Add the butter to the bowl and mix until fully incorporated and the dough is smooth, about 8 minutes. The dough should be slightly sticky.
Spray a large bowl with cooking spray. Spray hands lightly with cooking spray to help you transfer the dough to the bowl. Cover the bowl with plastic wrap. Place in a warm spot to proof until doubled in size, about 2 hours.
If using a 10 to 12-inch cast-iron skillet that is already seasoned, you can skip greasing. Alternatively, you can spray a 9-x 13-inch baking pan with cooking spray, then line with parchment paper, allowing it to overhang about an inch.
Turn the dough out onto a lightly floured work surface.
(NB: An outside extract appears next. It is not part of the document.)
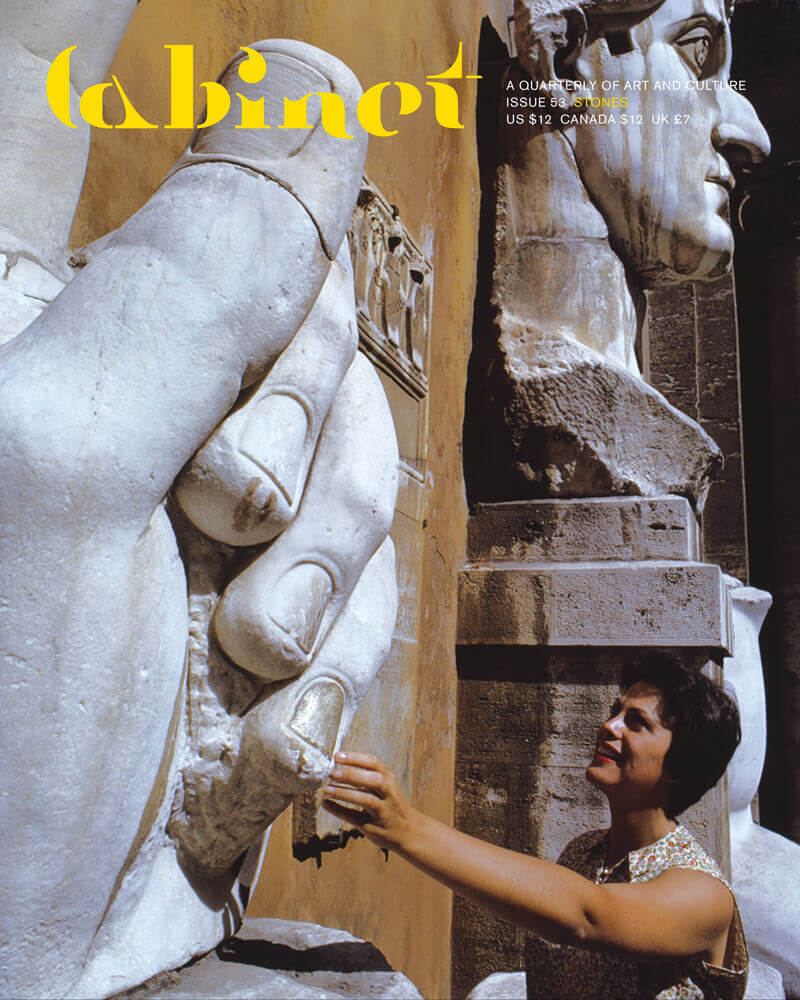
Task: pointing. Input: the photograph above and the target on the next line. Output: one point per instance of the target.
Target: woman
(638, 910)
Divide the dough into 12 equal portions.
Working with one ball of dough at a time, flatten out the dough, then pull the corners of the dough into the center to make a ball.
Turn the ball seam-side down and roll tight, using the tension from the counter to roll tightly. (Avoid over flouring the surface because it makes shaping difficult and if too much flour is incorporated into the dough it will make the buns dry.)
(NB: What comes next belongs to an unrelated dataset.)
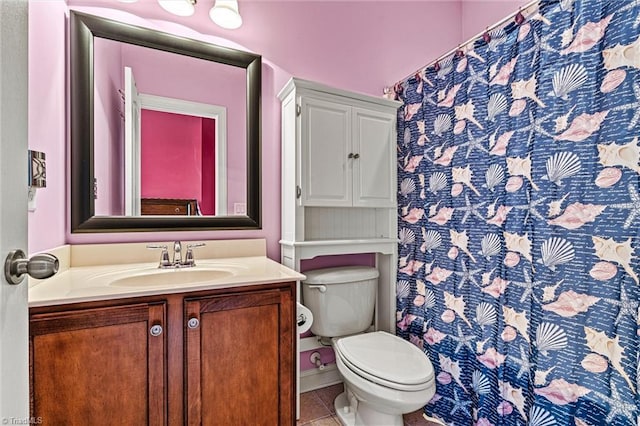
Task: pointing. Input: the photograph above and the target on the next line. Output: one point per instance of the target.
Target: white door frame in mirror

Transfer the balls to the prepared baking pan or skillet. It’s OK if there is space between the dough balls as they will expand on the second rise.
Cover the buns with plastic wrap that has been lightly sprayed with cooking spray. Let the dough rise once more until puffy and doubled in size, about 1 1/2 hours. When there is about 10 minutes left, position two racks in the upper and lower third of the oven and heat to 350 F.
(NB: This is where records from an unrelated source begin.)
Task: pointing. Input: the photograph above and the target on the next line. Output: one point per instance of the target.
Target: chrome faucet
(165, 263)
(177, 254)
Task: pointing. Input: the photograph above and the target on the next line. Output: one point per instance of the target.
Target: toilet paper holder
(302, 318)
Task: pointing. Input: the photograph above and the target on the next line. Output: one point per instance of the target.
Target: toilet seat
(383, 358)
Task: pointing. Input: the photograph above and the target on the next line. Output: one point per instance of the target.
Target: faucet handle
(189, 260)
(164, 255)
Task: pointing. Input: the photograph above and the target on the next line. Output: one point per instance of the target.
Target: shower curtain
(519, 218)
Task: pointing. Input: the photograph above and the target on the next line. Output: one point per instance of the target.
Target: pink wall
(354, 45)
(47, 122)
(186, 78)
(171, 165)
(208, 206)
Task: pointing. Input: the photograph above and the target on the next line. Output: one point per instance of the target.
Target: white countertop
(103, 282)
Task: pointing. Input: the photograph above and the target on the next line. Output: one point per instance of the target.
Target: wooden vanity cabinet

Once the dough is proofed, make the egg wash by whisking together the remaining egg and remaining 1 tablespoon milk.
Gently brush the buns all over with the egg wash.
Bake the buns until they are golden brown, 20 to 25 minutes. Make the herbed garlic butter in the meantime.
Stir together the melted butter, dried herbs, parsley, garlic powder, and Parmesan in a small bowl.
If serving immediately, remove the buns from the oven and brush the herbed garlic butter all over the top using a pastry brush, then sprinkle with flaky sea salt. Let the buns cool for 10 minutes, then remove from the pan and enjoy.
If serving later, reheat the rolls covered in foil in a 350 F oven for 10 minutes. Brush with the butter mixture, sprinkle with flaky sea salt, and serve.
- Make sure your eggs and butter are at room temperature otherwise cold ingredients can cause the dough to seize up and not come together as well.
- Avoid over-flouring your work surface when shaping the buns as this will add more flour to the dough and make them denser rather than soft. It will also make rolling them harder.
You can freeze the portioned and shaped dough on a parchment-lined baking sheet, then transfer to a resealable bag or airtight container once frozen solid. Store for up to 2 months. Note, the second proofing will take longer.
- You can use non-dairy milk in place of the regular milk.
- You can use a 50/50 combination of whole wheat flour and all-purpose flour for this recipe, but the buns will be a bit denser.
- It’s extremely easy to create endless flavor variations for these rolls by simply incorporating different seasonings into your compound butter. See some of our favorite options below:
- Cool Ranch: 1 (1 ounce) packet ranch powder + 1/4 cup grated Parmesan + 1/2 teaspoon chili powder
- Pizza: 1/4 cup chopped sundried tomatoes + 1/4 cup grated Parmesan + 1 tablespoon chopped fresh parsley
- Umami: 1 tablespoon white miso + 1 teaspoon garlic powder + 1 teaspoon nori or furikake
- Cilantro-Ginger: 1 tablespoon chopped fresh cilantro + 1 1/2 teaspoons garlic powder + 1 teaspoon ginger powder
- Chipotle-Lime: 1/2 teaspoon chipotle chili powder + 1/2 teaspoon lime zest
- Sticky Sweet: 2 teaspoons honey + 2 teaspoons toasted chopped nuts
- Cinnamon Sugar: 2 teaspoons granulated sugar + 1 teaspoon ground cinnamon
- PSL: 2 teaspoons granulated sugar + 1 teaspoon pumpkin spice + 1/2 teaspoon espresso powder
How to Store
- Store the fully baked buns in a resealable bag or airtight container at room temperature for up to 5 days.
- You can freeze the fully baked buns in a resealable bag or airtight container for up to 2 months. Defrost in the fridge, then reheat in a 300 F oven.